One of the things I love about working with mums is seeing the changes they make. It is so rewarding seeing them notice unhelpful patterns that they may have got stuck in and making meaningful changes to break the cycle. The result tends to be improved mood and decreased anxiety levels.
CBT can help you to gradually, and at your pace, build in activities, and not just the boring, mundane baby stuff (let’s be honest the monotony can be soul destroying sometimes!), but also the things we value and enjoy and that give us a sense of pleasure or satisfaction. When you have a baby, your whole routine goes up in the air, but things should settle down eventually and you, your baby and your family will find your own routine that suits you all. However, lots of parents can struggle getting the balance right and end up doing too much of the mundane stuff and neglect the very important "me time" activities. My free Managing Mood Guide is something you could use to try and help you address this.
Something the guide doesn’t cover, but that CBT sessions can, is addressing the certain “blocking thoughts” that can get in the way of us doing these activities. Often, thoughts like, “what’s the point in going out, I won’t enjoy myself and will just be pulling everyone else down,” and “if I go to the baby swimming class, I won’t cope if the baby doesn’t like the water, and everyone will be looking at me and judging me.”
CBT can be creative in helping you to test some of these ideas and worries that you may develop. The best way to test them is to go to the situation you are worried about and see what actually happens, then compare it to what you thought would happen. Doing this can help you learn how the world really works, rather than living your life in accordance with your anxious thoughts as if they are completely true.

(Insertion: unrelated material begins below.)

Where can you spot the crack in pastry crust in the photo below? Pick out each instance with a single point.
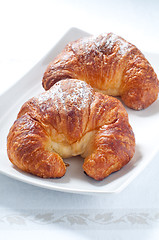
(71, 119)
(109, 64)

Another really helpful thing that CBT can address is the expectations you place upon yourself and to compare those with what other people typically do. We can do this in what we call surveys, which is a way of seeing what the consensus is about certain things. I remember working with a mum who felt bad about the fact she didn’t cook all her baby’s food from scratch and that she would feel guilty if she didn’t go out with her baby every day. These expectations she had for herself were making her feel bad and keeping her stuck feeling low when she was unable to achieve them.
We devised a survey to ask other mum’s what they feed their babies of the same age and how often they go out with their baby. The consensus was that it didn’t matter what baby ate, as long as they ate something fairly healthy, and that most mums didn’t go out with their baby every day. This was helpful for the mum in therapy to see that maybe she was placing too much pressure upon herself. We worked on trying to lower those expectations slightly, and over time, my client felt less stressed and pressured and more relaxed about what her baby ate and how often she took him out.
There are lots of other ways that CBT can help with mum’s who are struggling with anxiety or low mood, whether you are thinking about having a baby, you are trying for one, you are pregnant or postnatal. Once we know exactly what your situation is, we can put our heads together to decide on the best tools and strategies to use. Have you had CBT for Postnatal Depression before? How did you find it?